# Bluegrass



## Dennis (Jun 23, 2006)

Is derby finished


----------



## TimThurby (May 22, 2004)

Yes, the Derby is complete!
1st-#19
2nd-#12
3rd-#14
4th-#17
RJ-#7
J-#1
J-#3
J-#4
J-#8
J-#20
J-#23

Open Callbacks to waterblind:
5,7,8(starts),9,10,13,14,15,19,21,22,23,24,27,33,36, 38,42,44,46,47
Through the grapevine callbacks, so if I missed a number, SORRY!!!


----------



## roseberry (Jun 22, 2010)

qual results as told to me:

1st #8 roseberry's high and tight, o mitch akin, h carter hughes
2nd #3 river rat's high grade skeeter bug, o donald guess, h mark miles
3rd #12 spring creek's repeat, o trip smith, h carter hughes
4th #10 troublesomes midnight toker mh, o david kilburn, h david kilburn
rj #14 cadillac's pickled pete, o dennis bath, h dennis bath
j #7 prairie sky swampcat, o jon butler, h jon butler

i want to extend congratulations to a new field trial man mitch akin on the win with crew. mitch bought crew from me in january and two months later has a blue ribbon and a *** dog. mitch, thanks for seeing and believing. also congrats to carter hughes on the win with crew and the 3rd with trip smith's dog pete, great day for windrush! 

congrats to all!


----------



## TimThurby (May 22, 2004)

Open results:
1st - #27
2nd - #13
3rd - #42
4th - #19
RJ - #22
J - #9
J - #14
J - #21
J - #33
J - #46

Amateur callbacks to watermarks:
12,15,18,25,29,31,32,33,44


----------



## TimThurby (May 22, 2004)

Amateur results:
1st - #33
2nd - #32
3rd - #12
4th - #29
RJ - #31
J - #15
J - #18
J - #44


----------



## captain2560 (Jan 23, 2007)

Big thanks to all judges and workers who helped put on this trial in cold weather.


----------



## mjh345 (Jun 17, 2006)

Huge Congrats to my friend and training partner John Gianladis and his 100% Am trained and handled Gypsy on the Amateur WIN!!!!


----------



## Gwen Jones (Jun 19, 2004)

Shout out to John for the win!! Such a nice man. Then a special note to all of the Am's who have been south training with the Harps 2nd Peter Ketola, 4thMark Medford, RJ Dr. Bruce Ahlers and Jams to Martha Blank, Tim Thurby and Tom Barrale. Last but not least, Tom Bogusky on his 3rd with Micro.


----------



## Frank Jones (Feb 17, 2004)

John,

Gotta be proud of Crew and so pleased Mitch saw the greatness in him. He looked good when we saw Carter run last trial . . . good going Carter!

rita


----------



## Philip Carson (Mar 17, 2009)

Way to go John & Gypsy! and all others that placed/finished!


----------



## 8mmag (Jan 1, 2010)

TimThurby said:


> Amateur results:
> 1st - #33
> 2nd - #32
> 3rd - #12
> ...


Way to go Ace & Peter! You boys are on a roll, keep up the good work.


----------



## Brian Cockfield (Jun 4, 2003)

mjh345 said:


> Huge Congrats to my friend and training partner John Gianladis and his 100% Am trained and handled Gypsy on the Amateur WIN!!!!

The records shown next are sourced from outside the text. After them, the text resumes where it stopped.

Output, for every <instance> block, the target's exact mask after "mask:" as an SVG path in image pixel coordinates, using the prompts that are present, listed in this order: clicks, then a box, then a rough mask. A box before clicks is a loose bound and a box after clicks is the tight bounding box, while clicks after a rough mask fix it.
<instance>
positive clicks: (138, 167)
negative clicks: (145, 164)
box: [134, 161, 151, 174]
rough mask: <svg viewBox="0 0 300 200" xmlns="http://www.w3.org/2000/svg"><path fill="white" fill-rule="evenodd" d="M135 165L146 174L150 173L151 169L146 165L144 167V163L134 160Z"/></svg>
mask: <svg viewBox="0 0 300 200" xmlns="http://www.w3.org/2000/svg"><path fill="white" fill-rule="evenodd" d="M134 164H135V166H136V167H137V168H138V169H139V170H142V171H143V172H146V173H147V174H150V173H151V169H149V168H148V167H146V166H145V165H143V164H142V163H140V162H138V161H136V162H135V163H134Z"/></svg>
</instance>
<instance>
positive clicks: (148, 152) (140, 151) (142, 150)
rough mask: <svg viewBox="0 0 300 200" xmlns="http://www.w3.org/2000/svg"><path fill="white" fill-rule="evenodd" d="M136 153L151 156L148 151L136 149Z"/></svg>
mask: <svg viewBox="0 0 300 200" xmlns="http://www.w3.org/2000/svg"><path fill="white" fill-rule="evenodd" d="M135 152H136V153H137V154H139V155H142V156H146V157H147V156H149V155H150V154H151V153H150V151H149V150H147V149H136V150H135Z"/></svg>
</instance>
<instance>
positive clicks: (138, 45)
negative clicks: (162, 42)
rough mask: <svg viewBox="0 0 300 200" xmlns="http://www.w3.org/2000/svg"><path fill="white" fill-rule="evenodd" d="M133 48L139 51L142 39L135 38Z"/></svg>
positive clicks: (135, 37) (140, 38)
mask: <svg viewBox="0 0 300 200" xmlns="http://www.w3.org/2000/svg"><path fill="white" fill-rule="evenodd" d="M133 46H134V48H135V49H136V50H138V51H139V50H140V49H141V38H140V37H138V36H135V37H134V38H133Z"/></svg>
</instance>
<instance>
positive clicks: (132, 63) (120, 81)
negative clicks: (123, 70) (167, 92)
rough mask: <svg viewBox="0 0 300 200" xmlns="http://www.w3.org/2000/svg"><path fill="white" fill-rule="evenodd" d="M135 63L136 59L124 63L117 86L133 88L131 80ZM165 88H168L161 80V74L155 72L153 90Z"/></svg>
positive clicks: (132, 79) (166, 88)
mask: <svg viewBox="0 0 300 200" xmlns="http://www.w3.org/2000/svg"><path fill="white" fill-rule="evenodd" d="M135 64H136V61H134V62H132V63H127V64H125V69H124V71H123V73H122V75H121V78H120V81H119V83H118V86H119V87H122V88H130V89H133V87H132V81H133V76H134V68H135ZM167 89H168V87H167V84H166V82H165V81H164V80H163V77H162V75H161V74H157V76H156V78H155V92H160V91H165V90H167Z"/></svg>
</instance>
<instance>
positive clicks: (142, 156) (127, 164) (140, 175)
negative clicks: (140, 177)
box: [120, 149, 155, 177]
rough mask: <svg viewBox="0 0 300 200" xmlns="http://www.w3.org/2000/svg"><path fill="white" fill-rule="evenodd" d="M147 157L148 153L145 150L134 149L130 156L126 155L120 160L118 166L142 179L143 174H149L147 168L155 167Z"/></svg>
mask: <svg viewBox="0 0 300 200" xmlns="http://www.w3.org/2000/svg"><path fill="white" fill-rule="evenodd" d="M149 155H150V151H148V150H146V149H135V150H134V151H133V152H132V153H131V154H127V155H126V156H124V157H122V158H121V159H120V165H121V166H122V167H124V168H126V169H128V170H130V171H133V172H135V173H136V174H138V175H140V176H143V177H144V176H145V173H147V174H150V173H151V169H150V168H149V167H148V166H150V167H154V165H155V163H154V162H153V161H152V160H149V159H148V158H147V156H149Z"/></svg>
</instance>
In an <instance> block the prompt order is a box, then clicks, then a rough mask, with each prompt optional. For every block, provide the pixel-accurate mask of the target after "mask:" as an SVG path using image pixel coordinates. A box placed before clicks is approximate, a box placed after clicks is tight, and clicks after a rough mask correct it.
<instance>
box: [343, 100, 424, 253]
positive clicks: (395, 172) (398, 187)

Excellent! John is one of the most dedicated trainers I've ever known. Please tell him hello for me.


----------



## davewolfe (Mar 22, 2010)

Way to go john and gypsy, you guys have worked hard and you deserved that win.


----------



## Dan Blevins (Sep 19, 2003)

Huge congrats to Don Brawley on his open win with Choco! Could not happen to a nicer guy!


----------